Format log data as UDM

All Unified Data Model (UDM) events have a set of common fields and messages that partners can populate regardless of event type. These fields include the following:

  • Entities: Devices, users, and processes involved in an event.
  • Event metadata: When the event occurred, the event's type, where it came from, etc.
  • Network metadata: High-level network metadata for network-oriented events as well as protocol details within sub-messages:
    • Email metadata: Information in the to, from, cc, bcc, and other email fields.
    • HTTP metadata: Method, referral_url, useragent, etc.
  • Security results: Any classification or action made by a security product.
  • Additional metadata: Any important vendor-specific event data that cannot be adequately represented within the formal sections of the UDM model can be added using a free-form json payload field.
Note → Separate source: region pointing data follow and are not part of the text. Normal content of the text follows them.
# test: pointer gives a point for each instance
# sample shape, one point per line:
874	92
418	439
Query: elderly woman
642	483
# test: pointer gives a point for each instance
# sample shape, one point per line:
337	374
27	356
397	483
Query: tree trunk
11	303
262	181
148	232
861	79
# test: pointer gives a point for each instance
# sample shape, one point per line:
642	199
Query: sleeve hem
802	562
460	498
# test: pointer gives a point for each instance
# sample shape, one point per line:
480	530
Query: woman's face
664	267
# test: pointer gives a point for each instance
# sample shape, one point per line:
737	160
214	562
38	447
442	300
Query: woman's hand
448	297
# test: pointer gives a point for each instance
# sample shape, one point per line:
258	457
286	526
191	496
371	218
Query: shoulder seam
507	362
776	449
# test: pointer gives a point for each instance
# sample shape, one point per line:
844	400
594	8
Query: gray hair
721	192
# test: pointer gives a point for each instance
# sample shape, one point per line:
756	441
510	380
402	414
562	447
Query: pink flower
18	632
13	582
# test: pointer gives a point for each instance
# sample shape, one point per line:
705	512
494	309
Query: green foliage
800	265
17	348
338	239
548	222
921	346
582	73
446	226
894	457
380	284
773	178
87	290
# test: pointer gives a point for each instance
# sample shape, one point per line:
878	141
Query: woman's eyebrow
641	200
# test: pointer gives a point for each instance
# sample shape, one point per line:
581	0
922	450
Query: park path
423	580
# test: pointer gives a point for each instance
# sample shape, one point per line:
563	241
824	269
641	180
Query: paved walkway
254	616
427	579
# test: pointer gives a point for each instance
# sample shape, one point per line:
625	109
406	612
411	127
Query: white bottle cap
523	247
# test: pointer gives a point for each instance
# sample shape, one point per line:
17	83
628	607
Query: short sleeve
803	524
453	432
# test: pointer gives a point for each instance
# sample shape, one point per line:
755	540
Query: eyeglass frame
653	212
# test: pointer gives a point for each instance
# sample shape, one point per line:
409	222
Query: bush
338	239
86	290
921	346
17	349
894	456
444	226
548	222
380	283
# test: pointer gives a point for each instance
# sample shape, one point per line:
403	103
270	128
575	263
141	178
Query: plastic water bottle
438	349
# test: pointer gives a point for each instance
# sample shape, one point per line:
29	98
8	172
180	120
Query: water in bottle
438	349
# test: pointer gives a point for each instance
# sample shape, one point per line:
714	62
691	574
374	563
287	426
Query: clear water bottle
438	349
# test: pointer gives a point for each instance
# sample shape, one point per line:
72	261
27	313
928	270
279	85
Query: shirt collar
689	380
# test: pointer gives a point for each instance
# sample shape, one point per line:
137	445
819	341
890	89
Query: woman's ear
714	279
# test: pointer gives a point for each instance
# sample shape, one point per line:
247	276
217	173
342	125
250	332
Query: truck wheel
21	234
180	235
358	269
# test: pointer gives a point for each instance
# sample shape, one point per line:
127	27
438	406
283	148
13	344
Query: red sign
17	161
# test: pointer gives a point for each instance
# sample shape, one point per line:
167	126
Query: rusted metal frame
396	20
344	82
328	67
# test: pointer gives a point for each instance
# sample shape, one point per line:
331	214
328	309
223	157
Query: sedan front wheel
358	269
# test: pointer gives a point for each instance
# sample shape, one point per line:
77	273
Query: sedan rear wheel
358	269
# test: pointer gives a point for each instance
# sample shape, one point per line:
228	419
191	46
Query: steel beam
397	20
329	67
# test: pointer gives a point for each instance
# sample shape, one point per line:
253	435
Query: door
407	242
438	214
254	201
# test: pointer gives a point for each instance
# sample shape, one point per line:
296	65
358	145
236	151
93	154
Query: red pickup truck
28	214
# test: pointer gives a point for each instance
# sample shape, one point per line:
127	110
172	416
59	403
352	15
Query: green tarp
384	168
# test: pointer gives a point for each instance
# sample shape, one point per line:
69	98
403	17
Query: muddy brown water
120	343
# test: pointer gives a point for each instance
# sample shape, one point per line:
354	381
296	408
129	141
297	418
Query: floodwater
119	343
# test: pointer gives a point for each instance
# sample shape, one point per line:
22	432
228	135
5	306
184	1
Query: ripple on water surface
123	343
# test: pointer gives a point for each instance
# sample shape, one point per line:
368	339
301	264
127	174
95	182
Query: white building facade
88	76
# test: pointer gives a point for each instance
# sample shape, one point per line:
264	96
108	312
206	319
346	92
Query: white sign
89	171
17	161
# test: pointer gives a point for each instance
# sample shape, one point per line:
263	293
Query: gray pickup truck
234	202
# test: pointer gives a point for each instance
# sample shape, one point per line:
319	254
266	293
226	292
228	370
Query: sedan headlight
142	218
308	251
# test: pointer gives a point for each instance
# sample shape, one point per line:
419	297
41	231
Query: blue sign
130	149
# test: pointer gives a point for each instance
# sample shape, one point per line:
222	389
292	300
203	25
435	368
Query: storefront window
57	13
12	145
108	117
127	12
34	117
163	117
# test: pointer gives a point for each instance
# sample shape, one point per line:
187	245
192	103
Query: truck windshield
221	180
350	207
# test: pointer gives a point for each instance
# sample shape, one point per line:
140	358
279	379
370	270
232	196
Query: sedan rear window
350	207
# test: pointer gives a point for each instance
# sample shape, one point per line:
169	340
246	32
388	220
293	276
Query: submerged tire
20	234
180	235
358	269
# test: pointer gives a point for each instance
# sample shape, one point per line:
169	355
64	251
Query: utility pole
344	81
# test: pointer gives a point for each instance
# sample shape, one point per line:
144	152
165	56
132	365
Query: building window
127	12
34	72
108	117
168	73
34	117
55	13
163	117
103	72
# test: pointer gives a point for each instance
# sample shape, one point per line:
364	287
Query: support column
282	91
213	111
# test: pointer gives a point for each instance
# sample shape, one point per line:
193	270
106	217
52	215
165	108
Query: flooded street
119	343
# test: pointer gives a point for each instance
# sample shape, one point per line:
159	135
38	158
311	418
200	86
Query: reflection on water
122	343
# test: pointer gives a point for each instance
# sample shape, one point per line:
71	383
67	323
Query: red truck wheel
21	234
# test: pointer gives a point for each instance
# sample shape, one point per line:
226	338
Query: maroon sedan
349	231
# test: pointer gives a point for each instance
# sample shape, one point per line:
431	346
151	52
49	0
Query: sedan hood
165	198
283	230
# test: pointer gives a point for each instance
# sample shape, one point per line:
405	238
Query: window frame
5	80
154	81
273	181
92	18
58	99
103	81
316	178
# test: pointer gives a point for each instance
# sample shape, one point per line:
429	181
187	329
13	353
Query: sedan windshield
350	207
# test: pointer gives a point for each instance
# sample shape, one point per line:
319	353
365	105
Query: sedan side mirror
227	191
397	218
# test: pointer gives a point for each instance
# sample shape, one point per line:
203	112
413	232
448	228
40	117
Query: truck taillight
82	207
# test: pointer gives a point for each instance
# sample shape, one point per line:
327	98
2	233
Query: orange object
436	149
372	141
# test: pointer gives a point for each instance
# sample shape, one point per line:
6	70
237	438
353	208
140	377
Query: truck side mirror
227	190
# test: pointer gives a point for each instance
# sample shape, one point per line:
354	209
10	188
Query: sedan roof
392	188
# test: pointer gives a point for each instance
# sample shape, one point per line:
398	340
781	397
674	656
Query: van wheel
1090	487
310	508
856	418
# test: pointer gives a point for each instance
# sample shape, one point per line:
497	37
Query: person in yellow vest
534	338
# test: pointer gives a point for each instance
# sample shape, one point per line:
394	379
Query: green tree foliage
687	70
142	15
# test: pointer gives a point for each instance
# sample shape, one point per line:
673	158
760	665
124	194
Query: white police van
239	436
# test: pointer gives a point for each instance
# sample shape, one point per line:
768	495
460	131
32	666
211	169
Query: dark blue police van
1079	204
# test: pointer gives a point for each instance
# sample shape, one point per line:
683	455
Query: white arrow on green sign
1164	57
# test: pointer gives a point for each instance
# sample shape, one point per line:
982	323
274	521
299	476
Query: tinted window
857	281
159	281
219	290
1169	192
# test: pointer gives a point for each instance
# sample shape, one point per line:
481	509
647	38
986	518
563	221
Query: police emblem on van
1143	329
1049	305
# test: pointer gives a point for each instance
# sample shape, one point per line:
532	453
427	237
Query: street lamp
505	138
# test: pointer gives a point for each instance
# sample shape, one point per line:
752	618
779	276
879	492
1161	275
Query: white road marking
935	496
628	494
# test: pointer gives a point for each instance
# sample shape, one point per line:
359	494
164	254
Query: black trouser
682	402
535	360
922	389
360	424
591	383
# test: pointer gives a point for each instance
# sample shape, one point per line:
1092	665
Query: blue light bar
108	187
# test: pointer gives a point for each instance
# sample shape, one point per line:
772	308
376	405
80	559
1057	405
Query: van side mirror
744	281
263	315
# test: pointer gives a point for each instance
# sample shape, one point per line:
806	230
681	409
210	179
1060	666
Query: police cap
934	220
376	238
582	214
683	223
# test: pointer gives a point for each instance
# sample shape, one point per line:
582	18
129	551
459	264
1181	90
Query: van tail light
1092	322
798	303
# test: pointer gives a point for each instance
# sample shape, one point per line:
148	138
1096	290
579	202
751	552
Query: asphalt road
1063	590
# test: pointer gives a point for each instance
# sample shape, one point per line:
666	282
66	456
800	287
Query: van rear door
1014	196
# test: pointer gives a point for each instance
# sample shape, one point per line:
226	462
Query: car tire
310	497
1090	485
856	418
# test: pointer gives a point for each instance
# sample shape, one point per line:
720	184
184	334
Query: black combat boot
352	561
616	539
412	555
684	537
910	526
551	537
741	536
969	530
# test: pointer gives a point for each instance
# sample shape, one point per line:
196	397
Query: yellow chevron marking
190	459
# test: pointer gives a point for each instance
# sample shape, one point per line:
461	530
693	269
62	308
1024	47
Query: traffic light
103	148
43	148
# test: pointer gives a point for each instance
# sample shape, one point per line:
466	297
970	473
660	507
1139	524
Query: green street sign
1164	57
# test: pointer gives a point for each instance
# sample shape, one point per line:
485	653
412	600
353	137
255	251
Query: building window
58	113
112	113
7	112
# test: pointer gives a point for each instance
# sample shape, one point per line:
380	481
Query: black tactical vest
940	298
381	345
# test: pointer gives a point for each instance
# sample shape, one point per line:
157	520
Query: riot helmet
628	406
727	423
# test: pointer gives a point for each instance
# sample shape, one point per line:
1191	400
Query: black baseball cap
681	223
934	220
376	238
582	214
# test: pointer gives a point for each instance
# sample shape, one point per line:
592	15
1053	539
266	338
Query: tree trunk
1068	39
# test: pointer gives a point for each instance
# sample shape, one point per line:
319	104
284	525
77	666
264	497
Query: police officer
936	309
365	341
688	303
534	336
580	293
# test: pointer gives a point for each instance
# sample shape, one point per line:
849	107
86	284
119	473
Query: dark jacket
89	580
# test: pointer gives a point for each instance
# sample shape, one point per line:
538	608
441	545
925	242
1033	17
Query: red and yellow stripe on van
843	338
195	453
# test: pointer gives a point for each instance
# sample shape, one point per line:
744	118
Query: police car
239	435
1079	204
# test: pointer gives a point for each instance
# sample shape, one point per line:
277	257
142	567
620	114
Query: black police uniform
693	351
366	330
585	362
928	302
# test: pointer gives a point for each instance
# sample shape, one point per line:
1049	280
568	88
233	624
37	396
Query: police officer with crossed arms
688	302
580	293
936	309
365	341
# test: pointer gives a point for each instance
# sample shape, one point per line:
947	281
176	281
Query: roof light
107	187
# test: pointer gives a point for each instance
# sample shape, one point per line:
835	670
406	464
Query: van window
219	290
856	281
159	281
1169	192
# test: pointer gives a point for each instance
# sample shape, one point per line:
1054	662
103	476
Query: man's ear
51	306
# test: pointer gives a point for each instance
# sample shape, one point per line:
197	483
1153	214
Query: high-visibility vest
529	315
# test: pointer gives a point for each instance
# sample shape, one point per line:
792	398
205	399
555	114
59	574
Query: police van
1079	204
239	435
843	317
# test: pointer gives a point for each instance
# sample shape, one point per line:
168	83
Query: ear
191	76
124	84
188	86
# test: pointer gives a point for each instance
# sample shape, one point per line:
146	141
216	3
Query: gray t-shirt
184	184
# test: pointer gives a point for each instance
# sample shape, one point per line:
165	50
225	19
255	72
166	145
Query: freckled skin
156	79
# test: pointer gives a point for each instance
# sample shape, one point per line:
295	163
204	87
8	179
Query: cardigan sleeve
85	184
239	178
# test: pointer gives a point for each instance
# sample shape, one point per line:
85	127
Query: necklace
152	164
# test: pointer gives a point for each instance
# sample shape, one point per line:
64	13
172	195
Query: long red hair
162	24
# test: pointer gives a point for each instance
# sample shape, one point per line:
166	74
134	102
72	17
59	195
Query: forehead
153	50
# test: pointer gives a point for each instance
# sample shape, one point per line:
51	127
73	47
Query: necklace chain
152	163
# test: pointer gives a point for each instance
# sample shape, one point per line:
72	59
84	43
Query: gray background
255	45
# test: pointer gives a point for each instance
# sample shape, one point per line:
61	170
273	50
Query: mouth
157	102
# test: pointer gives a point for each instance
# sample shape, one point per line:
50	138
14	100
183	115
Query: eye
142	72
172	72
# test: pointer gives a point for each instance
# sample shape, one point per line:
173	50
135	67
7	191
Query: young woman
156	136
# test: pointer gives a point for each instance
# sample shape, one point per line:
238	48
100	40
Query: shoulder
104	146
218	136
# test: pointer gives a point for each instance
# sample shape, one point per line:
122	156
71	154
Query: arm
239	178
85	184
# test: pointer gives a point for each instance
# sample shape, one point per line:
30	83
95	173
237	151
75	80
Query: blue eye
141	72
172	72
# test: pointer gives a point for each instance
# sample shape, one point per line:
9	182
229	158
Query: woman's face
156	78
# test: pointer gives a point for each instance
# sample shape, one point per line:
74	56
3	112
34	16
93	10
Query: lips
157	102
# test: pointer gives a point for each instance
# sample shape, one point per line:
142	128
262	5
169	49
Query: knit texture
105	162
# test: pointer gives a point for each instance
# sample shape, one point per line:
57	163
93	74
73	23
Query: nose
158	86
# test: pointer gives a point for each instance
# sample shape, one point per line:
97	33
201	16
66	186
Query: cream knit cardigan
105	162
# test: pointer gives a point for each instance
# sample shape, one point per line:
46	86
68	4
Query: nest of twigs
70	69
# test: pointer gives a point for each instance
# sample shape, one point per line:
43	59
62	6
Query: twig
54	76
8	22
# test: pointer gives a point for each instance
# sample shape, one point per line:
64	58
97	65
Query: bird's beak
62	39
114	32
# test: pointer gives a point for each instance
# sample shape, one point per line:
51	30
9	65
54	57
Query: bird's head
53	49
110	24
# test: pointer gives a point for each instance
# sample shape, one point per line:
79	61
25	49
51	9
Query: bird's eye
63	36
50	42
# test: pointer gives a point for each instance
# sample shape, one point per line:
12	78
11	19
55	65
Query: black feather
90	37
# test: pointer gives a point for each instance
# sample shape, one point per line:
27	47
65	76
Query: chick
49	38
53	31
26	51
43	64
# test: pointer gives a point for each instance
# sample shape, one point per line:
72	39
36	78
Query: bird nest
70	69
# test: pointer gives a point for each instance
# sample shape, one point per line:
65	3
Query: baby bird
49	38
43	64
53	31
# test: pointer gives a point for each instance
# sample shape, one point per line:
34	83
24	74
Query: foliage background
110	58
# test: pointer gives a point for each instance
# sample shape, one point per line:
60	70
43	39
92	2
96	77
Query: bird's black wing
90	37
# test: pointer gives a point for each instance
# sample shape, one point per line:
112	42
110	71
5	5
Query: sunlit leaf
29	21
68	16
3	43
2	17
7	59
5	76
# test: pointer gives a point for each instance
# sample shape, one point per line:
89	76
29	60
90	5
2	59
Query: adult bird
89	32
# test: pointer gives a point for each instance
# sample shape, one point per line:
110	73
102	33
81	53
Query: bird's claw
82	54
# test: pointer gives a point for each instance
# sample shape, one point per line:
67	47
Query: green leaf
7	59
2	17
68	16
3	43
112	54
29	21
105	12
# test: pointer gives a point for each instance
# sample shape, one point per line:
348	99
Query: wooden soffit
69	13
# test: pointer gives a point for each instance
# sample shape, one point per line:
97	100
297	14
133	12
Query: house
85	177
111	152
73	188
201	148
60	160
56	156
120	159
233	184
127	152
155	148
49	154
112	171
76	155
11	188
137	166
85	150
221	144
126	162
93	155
The following sections describe how to encode and format events for the Unified Data Model (UDM).

UDM Encoding

UDM events must be submitted to Google Security Operations using one of the following formats:

For the purposes of this document, fields are represented using a dot notation. For example, the following JSON syntax:

{"menu":
  {
    "id": "file",
    "value": "File",
    "popup": {
      "menuitem": [
        {"value": "New", "onclick": "CreateNewDoc()"}
      ]
    }
  }
}

Is documented as follows:

menu.id = "file"
menu.value = "File"
menu.popup.menuitem.value = "New"
menu.popup.menuitem.onclick = "CreateNewDoc()"

Formatting a UDM Event

To format a UDM event to make it ready to send to Google, you must complete the following steps:

  1. Specifying the Event Type—Your selected event type determines which fields you must also include with the event.
  2. Specifying the Event Timestamp—Specify the event timestamp.
  3. Specifying Nouns (Entities)—Each event must include at least one noun which describes a participant device or user that is involved in the event.
  4. Specifying the Security Result—(Optional) Specify security results by including details about security risks and threats that were found by a security system as well as the actions taken to mitigate those risks and threats.
  5. Fill in the remainder of the required and optional event information using the UDM event fields.

Specifying the Event Type

The most important value defined for any event submitted in UDM format is the event type, specified using one of the possible values available for Metadata.event_type. These include values such as PROCESS_OPEN, FILE_CREATION, USER_CREATION, NETWORK_DNS, etc. (for the complete list, see Metadata.event_type. Each event type requires you to also populate a set of other fields and values with the information tied to the original event. See Required and Optional Fields for Each UDM Event Type for detail on which fields to include for each event type. The following example illustrates how you would specify PROCESS_OPEN as the event type using Proto3 text notation:

metadata {
    event_type: PROCESS_OPEN
}

Specifying the Event Timestamp

You must specify the GMT timestamp for any event submitted in UDM format using Metadata.event_timestamp. The stamp must be encoded using one of the following standards:

  • For JSON, use RFC 3339
  • Proto3 timestamp

The following example illustrates how you would specify the timestamp using RFC 3339 format. For this example, yyyy-mm-ddThh:mm:ss+hh:mm—year, month, day, hour, minute, second, and the offset from UTC time. The offset from UTC is minus 8 hours, indicating PST.

metadata {
  event_timestamp: "2019-09-10T20:32:31-08:00"
}

Specifying Nouns (Entities)

For each UDM event, you must define one or more nouns. A noun represents a participant or entity in a UDM event. A noun could be, for example, the device/user that performs the activity described in an event, or the device/user that is the target of such activity described in the event. Nouns can also be things like attachments or URLs. Finally, a noun might also be used to describe a security device that observed the activity described in the event (for example, an email proxy or network router).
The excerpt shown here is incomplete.